Qualcosa si farà. Che cosa si farà non è ancora chiaro. Il Comitato provinciale di ordine e sicurezza ha stabilito che verrà varato un piano di sicurezza per il mare. E' servita la morte di Cristina Frazzica, 31 anni, travolta da una barca mentre era in kayak, per far rendere conto alle istituzioni cittadine che il mare che bagna Napoli è un far west. Velocità alte, natanti troppo vicini alla costa, transiti in zone vietate come l'area marina protetta di Gaiola. 

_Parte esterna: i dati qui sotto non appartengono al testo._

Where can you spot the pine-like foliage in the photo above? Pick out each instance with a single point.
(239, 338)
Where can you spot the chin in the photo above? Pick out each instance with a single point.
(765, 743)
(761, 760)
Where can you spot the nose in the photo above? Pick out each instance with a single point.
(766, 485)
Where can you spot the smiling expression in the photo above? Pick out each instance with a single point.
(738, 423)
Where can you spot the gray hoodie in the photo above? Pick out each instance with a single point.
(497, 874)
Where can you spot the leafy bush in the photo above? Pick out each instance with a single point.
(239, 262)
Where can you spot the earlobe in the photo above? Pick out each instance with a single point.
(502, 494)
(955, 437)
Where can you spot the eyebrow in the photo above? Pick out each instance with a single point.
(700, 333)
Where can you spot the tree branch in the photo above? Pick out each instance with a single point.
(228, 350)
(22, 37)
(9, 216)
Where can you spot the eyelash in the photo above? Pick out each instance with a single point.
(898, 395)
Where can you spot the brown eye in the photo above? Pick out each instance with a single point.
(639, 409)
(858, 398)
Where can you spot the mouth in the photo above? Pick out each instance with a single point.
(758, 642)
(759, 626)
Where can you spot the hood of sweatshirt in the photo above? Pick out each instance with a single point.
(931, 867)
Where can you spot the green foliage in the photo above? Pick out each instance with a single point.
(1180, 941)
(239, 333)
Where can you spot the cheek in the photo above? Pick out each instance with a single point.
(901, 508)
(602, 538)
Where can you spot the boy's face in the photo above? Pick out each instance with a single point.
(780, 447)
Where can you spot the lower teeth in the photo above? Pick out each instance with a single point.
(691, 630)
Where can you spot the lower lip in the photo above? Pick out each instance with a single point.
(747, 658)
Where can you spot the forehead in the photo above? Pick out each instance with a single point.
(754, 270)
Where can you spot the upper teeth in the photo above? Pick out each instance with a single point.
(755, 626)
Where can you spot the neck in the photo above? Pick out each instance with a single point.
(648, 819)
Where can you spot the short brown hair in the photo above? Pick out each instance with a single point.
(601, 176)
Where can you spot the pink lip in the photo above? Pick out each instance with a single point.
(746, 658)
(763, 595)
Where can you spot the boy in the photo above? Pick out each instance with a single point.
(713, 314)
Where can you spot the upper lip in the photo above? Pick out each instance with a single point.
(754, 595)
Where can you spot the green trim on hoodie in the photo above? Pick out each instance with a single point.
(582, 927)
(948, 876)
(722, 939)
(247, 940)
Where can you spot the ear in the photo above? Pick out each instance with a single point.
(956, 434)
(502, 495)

Il Comitato si è riunito in Prefettura. "Su quello che è successo sta indagando la Magistratura - ha affermato il prefetto Michele Di Bari - Noi abbiamo deciso che dobbiamo promuovere un dispositivo di controllo del mare, senza dimenticate i controlli a terra. Questo specchio di mare è molto frequentato e dobbiamo evitare altre tragedie". 

i dettagli del piano non sono stati forniti. Di Bari si è limitato a fornire pochi elementi: "Ci vuole maggiore sinergia tra forze di mare e di terra. Il Piano sarà poderoso e inizierà il prima possibile. Saranno individuati giorni e orari maggiormente sensibili per fare in modo che chiunque vada in mare con un natante non rappresenti un pericolo per gli altri. Bloccheremo qualsiasi situazione di illegalità".